For Alliance, this election was very much a subpar performance, with Stephen Farry’s heavy defeat in North Down and Naomi Long’s failure to gain east Belfast being somewhat offset by the gain of Lagan Valley. Furthermore, strong second place performances in East Antrim and Strangford mean that the party has something to build on.

For nationalism, Sinn Féin can be satisfied with its performances and a clear pathway to potential future gains in East Londonderry and Foyle, as well as successfully carrying out successions in Fermanagh and South Tyrone, Newry and Armagh, and Mid Ulster, where the party had popular incumbents pre-election.

The SDLP has survived to fight another day and retained its two MPs, which may be in nationalism’s interests broadly. The party will be buoyed by the scale of popular incumbent Claire Hanna MP’s majority of more than 12,500 votes from her nearest competitor, in the redrawn boundaries of Belfast South and Mid Down, though Sinn Féin’s absence here will have played some role. However, the scale of the reduction of Colum Eastwood MP’s majority will mean that nerves abound for nationalism’s second party.

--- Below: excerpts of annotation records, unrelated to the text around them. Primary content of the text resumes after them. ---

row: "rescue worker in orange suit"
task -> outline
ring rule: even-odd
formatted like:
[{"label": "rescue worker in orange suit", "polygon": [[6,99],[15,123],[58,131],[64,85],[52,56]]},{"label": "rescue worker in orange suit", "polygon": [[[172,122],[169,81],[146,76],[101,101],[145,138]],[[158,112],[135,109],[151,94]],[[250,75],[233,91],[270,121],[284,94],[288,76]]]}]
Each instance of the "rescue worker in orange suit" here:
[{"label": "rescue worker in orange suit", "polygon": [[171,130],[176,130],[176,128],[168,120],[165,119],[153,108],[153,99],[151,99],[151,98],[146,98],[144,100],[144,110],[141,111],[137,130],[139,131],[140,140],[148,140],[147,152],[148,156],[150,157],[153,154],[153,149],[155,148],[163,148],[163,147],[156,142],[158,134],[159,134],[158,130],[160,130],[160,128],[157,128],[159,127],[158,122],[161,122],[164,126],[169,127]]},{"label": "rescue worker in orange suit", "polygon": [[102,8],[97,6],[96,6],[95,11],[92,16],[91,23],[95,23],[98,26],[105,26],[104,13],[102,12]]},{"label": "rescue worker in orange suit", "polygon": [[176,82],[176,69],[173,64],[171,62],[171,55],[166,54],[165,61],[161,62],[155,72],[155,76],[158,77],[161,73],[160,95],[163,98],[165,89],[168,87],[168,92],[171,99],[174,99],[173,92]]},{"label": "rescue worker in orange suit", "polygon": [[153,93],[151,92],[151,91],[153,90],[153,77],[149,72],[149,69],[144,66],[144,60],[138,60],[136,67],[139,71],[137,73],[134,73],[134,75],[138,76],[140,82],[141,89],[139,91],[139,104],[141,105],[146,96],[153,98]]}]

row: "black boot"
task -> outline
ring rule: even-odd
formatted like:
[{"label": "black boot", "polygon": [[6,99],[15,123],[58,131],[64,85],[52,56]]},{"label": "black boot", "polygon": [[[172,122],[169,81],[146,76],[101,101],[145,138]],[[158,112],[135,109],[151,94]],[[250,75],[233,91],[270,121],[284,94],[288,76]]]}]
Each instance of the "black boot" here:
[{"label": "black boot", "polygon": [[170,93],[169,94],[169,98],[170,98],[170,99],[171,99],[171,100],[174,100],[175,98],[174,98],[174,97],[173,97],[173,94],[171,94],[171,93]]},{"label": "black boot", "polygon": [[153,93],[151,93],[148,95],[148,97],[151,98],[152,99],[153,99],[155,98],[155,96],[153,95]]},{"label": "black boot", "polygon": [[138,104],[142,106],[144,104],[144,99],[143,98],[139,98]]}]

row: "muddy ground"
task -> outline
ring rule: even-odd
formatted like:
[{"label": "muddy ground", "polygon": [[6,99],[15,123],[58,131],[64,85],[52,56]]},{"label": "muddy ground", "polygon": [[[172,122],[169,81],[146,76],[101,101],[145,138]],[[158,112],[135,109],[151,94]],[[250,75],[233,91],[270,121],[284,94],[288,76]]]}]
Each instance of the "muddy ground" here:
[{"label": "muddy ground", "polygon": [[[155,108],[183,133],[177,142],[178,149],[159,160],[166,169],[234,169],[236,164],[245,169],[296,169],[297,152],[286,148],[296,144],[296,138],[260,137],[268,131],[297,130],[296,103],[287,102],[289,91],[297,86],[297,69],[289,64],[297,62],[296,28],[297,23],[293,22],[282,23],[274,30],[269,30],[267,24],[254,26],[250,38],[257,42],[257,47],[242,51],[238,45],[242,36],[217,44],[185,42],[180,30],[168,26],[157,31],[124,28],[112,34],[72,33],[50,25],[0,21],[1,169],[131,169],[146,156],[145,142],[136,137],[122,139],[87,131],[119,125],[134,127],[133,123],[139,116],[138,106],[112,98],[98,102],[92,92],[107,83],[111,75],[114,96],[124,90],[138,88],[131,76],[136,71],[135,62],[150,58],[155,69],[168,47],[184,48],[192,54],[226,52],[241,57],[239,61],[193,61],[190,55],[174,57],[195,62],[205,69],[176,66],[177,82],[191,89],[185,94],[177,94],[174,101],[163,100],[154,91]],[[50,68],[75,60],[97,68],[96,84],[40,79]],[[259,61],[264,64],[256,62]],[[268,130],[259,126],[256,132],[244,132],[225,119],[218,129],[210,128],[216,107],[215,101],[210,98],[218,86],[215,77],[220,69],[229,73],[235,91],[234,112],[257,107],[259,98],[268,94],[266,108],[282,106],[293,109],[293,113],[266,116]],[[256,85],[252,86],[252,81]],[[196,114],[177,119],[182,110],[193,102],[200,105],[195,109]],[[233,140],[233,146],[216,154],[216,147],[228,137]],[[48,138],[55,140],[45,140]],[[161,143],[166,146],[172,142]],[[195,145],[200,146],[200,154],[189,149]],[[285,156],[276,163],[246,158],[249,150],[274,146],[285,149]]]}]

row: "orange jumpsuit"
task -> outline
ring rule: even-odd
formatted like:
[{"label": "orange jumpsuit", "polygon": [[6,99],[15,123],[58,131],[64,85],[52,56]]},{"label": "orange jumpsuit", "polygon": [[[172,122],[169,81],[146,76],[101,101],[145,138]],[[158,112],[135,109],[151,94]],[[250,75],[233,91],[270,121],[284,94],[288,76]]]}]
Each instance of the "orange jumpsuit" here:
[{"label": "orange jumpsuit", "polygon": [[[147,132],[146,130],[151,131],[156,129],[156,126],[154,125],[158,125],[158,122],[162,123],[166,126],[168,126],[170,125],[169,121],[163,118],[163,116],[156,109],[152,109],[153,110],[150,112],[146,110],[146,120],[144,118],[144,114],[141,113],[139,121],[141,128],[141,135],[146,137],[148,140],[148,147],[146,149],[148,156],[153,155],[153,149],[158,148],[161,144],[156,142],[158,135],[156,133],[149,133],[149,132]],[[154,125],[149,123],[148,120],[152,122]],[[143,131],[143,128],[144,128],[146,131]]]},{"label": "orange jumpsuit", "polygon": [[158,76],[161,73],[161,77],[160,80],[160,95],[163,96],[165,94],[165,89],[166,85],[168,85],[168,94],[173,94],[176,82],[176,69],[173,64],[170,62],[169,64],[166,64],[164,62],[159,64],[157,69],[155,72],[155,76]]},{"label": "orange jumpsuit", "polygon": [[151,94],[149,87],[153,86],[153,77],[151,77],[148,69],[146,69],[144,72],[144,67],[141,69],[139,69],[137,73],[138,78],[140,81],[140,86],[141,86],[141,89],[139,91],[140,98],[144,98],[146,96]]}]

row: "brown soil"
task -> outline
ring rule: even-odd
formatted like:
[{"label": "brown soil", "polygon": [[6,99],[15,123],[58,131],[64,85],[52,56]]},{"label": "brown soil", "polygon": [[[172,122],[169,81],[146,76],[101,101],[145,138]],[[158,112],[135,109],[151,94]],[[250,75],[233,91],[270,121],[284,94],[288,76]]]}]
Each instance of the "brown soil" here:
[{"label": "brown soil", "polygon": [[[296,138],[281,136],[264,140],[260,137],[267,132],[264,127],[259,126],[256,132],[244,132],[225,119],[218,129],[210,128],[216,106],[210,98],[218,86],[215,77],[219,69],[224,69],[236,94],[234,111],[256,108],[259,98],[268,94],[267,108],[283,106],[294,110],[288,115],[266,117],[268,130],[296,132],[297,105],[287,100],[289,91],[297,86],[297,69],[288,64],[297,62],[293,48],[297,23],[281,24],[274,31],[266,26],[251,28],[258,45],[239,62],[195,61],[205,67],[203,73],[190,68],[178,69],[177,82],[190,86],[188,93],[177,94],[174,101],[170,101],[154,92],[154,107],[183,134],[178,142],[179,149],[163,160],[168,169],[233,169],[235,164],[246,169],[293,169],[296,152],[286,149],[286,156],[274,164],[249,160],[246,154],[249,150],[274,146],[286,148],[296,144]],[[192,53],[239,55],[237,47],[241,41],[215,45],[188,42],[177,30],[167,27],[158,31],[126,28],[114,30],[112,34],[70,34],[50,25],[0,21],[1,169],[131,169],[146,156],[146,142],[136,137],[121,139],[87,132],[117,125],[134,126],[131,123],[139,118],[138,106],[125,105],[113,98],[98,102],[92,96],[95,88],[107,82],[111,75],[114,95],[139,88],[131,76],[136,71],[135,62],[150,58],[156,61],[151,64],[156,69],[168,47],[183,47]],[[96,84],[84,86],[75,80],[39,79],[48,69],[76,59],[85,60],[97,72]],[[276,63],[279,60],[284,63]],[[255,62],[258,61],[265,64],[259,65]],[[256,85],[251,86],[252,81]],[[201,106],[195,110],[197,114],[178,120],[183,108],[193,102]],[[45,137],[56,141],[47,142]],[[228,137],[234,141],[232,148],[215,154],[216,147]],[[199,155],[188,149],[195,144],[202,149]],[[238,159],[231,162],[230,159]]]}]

In Britain, the Tories are down but probably not out. This election had the potential to existentially threaten the very existence of the party, with some polls projecting that it could fall behind the Liberal Democrats as the official opposition. While the Tories will undergo a debate as to whether to tact to the right and sweep Reform UK’s support (acceding to that ‘party’s’ raison d’être) or to tact to the centre to try and gain back seats lost to the Liberal Democrats, its existence as one of the two major parties in the UK into the future is likely secure.

With a new Labour government taking power in Britain, there has already been a much vaunted “re-set” promised by the new Prime Minister Keir Starmer MP in British-Irish relations, and the most profound implications of this election for Northern Ireland from the other side of the Irish Sea may be a renegotiation to come on Britain’s Brexit deal with the EU, a new approach to legacy, the potential uplift of public finances, and reforming Stormont, something which has been supported by new Secretary of State Hilary Benn MP.